Angesichts der Lage alles so weiter laufen zu lassen wie bisher, nenne ich schlichtweg verantwortungslos. Einige Zahlen im Bericht geben Hinweise auf den zweifelhaften Erfolg des Programms bei der Bekämpfung der Arbeitslosigkeit.

Die Leitprojekte im Rahmen der integrierten ländlichen Entwicklung haben ein Gesamtvolumen von 63 Millionen €. Damit wurden 443 Arbeitsplätze direkt geschaffen oder gesichert - so der Bericht. Das heißt: Jeder Arbeitsplatz hat rund 142.000 € gekostet. Zum Vergleich: In der Wirtschaft kostet ein Arbeitsplatz nach meinen Informationen rund 100.000 €.

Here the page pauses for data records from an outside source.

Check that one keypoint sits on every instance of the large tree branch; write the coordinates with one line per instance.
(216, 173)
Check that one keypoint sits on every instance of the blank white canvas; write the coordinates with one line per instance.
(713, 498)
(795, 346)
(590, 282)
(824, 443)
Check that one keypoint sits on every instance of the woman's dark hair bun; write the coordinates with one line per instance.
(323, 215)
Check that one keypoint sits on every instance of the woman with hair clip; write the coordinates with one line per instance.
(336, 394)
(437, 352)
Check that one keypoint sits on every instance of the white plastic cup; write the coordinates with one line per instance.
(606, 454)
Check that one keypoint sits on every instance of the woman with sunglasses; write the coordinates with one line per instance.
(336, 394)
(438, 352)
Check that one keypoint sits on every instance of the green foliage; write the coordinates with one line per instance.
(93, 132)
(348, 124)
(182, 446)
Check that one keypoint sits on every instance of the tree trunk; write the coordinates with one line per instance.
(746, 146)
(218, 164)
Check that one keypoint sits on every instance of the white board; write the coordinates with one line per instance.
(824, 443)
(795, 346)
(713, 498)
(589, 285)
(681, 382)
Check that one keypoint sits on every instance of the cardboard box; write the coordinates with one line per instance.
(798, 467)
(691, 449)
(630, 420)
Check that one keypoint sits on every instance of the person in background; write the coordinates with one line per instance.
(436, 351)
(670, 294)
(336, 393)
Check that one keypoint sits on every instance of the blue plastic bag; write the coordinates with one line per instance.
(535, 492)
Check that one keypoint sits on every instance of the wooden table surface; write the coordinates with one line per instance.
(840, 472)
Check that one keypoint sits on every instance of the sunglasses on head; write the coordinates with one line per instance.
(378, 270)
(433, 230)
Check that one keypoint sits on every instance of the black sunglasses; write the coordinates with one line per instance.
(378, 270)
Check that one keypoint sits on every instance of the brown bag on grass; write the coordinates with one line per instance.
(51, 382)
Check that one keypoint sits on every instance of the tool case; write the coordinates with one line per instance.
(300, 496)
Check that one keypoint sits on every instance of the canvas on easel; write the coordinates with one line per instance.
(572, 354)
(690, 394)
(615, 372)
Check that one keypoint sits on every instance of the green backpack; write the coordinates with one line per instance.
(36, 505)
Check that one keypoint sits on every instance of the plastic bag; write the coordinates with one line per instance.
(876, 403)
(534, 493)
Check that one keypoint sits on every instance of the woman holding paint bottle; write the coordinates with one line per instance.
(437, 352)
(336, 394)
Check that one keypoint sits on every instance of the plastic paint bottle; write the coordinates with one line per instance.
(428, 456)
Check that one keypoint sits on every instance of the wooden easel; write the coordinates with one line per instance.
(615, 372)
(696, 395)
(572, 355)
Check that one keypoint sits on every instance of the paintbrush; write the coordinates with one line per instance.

Insgesamt betrachtet ist aus dem Programm mit Blick auf die Schaffung von Arbeitsplätzen zu wenig gemacht worden. Die jüngsten Äußerungen des Wirtschaftsministers bestätigen meine Auffassung. Ich gebe Minister Rohwer Recht: Die Programme müssen deutlich gestrafft und die Maßnahmen in ihrer Effektivität und Effizienz bewertet werden.

Weder die naturnahe Entwicklung von Fließgewässern noch der Grunderwerb zum Zwecke des Naturschutzes werden nachhaltig neue Arbeitsplätze schaffen - so wünschenswert manche Maßnahmen auch sind. Ich glaube nicht, dass die Schaffung von Trockenrasen den Arbeitsmarkt in Schleswig-Holstein sichtbar beeinflussen wird.